In many of the breaches described in the private forensic reports, the PLA hackers would relay commands and send stolen data through US-based servers that they hijacked or rented. Wang registered some of those servers under the domain name hugesoft.org a pun combining adjectives that describe a gorilla, according to Mandiant and other security companies. Subdomains often included the initials UG.
He also included the initials in commands to victims' computers, security experts said, like a calling card that forensic investigators would discover later.
"We found his name all over the place in dealing with intrusions over the last few years," Blasco said. "You can link this guy to hundreds of attacks."
One of the hugesoft.org domains, happy.hugesoft.org was involved in an attack on Telvent Canada, a maker of industrial control systems to monitor oil and gas pipelines and electrical grids, according to security blogger Brian Krebs. Krebs posted what he said was an alert letter Telvent sent online to customers in September 2012, in which Telvent flagged the hugesoft site.
Malware that helped China break into the computers of Coca-Cola in 2009 was programmed to communicate with the website ug-co.hugesoft.org The PLA hackers broke into the company's computer systems and were pilfering sensitive files about its attempted US$2.4 billion acquisition of China Huiyuan Juice Group, according to an internal company document detailing the intrusion.

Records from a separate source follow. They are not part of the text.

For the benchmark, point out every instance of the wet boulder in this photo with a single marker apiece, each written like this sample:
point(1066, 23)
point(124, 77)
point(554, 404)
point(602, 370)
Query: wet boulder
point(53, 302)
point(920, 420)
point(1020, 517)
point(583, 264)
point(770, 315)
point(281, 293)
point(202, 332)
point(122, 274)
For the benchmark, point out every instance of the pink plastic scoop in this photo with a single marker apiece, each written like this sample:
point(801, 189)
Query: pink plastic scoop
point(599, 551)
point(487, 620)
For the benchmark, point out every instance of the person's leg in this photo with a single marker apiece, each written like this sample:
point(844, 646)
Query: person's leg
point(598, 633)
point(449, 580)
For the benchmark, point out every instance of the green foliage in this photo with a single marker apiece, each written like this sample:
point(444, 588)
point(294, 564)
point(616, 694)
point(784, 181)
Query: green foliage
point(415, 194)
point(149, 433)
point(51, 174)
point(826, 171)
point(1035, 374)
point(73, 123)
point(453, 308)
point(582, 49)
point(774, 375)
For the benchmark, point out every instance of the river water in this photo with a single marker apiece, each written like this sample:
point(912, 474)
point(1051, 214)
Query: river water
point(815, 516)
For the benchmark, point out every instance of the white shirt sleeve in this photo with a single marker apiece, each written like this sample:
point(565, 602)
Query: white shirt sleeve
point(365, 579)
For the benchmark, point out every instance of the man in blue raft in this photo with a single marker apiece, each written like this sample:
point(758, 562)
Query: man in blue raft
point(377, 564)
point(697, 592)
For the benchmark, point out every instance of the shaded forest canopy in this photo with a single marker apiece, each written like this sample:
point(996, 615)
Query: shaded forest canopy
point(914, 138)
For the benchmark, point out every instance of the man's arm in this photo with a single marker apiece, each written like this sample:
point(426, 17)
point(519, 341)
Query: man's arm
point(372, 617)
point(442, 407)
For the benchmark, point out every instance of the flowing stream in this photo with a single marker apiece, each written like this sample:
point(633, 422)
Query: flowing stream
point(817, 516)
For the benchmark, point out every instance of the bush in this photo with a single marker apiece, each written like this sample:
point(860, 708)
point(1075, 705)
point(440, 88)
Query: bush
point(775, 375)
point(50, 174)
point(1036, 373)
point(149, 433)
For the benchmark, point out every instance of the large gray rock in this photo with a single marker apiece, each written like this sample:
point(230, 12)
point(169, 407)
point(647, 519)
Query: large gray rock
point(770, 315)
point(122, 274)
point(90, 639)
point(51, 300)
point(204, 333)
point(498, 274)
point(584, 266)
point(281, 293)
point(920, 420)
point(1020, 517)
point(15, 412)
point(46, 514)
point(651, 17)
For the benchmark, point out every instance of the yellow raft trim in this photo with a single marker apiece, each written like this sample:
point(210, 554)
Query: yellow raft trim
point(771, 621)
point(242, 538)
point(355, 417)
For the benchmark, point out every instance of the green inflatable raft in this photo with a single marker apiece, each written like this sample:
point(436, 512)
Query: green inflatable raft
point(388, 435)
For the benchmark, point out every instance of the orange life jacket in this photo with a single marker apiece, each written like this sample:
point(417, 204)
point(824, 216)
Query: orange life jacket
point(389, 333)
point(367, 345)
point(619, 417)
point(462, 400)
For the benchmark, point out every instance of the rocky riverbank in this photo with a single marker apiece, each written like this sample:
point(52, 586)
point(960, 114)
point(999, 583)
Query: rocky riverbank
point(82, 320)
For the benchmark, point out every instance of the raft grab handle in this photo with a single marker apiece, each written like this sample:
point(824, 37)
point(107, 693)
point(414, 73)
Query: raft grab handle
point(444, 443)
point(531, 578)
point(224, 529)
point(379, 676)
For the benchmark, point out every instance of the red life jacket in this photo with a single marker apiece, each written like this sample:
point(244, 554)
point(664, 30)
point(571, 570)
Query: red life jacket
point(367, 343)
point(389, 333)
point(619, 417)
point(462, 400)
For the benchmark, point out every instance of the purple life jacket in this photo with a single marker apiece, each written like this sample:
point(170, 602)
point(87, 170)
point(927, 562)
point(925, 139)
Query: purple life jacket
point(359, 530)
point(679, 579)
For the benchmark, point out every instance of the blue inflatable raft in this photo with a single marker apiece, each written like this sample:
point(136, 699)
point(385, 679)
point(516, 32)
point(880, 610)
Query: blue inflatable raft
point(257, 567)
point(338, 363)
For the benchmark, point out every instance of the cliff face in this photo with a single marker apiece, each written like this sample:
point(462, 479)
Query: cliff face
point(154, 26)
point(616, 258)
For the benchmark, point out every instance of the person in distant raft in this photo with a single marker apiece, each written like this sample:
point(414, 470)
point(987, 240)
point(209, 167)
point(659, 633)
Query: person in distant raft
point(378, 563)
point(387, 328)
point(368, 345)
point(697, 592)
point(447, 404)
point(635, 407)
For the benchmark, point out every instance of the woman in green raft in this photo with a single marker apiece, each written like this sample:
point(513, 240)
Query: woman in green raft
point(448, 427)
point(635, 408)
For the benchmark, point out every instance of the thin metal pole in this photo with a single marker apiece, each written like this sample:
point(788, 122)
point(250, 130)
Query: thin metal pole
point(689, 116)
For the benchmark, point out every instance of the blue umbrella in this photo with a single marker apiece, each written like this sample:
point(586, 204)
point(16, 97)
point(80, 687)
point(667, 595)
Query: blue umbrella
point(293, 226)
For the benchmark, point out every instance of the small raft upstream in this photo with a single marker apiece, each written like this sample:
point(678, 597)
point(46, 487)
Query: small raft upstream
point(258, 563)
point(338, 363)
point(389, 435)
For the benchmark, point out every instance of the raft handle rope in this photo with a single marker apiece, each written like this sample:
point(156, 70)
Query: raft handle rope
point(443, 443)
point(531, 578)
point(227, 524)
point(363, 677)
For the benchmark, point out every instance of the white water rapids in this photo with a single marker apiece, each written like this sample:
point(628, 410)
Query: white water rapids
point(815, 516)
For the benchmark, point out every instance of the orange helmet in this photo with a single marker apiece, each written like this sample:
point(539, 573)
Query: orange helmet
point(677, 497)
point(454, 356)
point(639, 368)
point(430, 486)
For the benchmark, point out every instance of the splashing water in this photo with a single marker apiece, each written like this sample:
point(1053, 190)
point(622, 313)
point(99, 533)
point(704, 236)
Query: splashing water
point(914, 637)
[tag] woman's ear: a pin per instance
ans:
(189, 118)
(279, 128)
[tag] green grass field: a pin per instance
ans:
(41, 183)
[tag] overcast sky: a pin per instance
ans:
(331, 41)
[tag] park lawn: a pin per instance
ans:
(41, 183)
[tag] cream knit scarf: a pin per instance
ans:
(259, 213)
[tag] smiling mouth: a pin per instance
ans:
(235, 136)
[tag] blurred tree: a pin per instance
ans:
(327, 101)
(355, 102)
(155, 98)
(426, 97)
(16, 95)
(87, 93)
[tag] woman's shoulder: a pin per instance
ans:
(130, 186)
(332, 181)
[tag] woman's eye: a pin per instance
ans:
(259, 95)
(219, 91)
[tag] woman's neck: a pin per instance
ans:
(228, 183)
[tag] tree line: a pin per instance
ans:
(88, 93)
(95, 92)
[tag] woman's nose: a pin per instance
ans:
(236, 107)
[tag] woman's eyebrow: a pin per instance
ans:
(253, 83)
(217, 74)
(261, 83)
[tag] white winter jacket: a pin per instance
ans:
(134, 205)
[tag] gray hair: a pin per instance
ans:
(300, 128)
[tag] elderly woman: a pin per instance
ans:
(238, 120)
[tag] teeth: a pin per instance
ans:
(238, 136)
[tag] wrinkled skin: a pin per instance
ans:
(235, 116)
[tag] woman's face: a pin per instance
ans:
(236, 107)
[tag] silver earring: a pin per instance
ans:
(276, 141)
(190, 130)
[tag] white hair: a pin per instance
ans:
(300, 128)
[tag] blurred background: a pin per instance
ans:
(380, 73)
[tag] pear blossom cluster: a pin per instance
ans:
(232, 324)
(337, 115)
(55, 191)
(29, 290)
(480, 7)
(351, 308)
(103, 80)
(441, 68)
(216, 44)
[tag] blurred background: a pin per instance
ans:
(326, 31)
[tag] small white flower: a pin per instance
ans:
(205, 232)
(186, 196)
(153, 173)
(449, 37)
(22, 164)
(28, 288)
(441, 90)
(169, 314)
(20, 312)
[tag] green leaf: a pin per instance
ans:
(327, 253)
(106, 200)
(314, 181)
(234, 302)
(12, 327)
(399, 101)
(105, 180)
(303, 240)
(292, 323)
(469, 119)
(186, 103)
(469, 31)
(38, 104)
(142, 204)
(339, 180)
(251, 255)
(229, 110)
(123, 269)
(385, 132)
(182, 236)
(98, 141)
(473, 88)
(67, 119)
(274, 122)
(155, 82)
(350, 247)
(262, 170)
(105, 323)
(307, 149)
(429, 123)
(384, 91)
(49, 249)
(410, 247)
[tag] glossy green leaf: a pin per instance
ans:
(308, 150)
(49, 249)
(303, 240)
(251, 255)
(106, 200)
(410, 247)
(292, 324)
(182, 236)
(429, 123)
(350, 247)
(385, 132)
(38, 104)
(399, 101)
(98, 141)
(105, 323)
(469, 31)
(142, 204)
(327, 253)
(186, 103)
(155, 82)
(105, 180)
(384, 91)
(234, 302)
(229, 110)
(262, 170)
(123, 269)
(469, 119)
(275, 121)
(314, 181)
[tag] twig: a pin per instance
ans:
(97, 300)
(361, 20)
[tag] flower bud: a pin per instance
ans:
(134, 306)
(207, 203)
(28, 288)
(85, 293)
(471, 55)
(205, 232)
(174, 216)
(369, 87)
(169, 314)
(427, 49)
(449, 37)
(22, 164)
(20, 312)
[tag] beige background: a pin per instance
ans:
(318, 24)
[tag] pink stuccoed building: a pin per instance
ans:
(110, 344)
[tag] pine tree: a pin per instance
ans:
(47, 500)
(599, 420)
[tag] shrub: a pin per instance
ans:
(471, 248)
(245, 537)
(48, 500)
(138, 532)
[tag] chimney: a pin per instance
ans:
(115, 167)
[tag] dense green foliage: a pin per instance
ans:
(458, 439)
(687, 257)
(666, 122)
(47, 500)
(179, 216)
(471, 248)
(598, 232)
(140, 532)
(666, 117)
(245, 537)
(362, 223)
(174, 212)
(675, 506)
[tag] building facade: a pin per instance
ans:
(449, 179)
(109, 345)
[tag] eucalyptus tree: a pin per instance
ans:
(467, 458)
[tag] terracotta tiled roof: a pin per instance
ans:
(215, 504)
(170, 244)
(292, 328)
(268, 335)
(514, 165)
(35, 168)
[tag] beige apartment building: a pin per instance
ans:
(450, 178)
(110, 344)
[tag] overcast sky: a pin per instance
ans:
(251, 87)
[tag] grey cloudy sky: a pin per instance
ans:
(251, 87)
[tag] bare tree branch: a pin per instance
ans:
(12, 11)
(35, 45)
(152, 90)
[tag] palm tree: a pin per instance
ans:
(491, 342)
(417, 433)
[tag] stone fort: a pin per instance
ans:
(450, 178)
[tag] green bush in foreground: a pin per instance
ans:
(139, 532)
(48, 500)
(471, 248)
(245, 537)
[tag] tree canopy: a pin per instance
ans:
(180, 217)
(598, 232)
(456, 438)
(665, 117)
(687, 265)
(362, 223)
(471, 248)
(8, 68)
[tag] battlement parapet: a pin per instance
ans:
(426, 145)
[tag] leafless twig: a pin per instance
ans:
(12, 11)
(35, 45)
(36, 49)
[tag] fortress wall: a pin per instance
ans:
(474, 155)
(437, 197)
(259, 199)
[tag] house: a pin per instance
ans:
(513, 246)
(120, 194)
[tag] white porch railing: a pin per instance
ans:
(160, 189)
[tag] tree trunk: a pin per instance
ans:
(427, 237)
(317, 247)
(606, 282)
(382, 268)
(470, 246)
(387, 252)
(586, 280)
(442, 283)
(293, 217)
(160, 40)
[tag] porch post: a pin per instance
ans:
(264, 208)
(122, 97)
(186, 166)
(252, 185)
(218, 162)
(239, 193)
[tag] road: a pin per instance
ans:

The Huiyuan deal, which was blocked by Chinese regulators over concerns about competition, would have been the largest foreign takeover of a Chinese company at the time. It's not known if the stolen information contributed to China's decision.
Wang may also have been involved in an intrusion at a California nuclear plant operated by Pacific Gas and Electric in 2011, according to an internal report on the intrusion.
The report said that the computer of one of the plant's managers had been hacked by UglyGorilla's unit, and also linked UglyGorilla to a broader effort to steal secrets from the American nuclear energy sector. The company declined to comment at the time.
As Wang's notoriety grew, at least within the community of US counterintelligence officials and data security experts, investigators sought to fill in more pieces of the puzzle.
They found a 2004 post on a popular Chinese car forum in which someone identifying himself as UglyGorilla was seeking advice on buying a car for his wife to use.
Wang may have been a legend, but he also had everyday problems, Albano said.
"Underneath it all, he's serving his military, doing his time - just a regular guy," he said.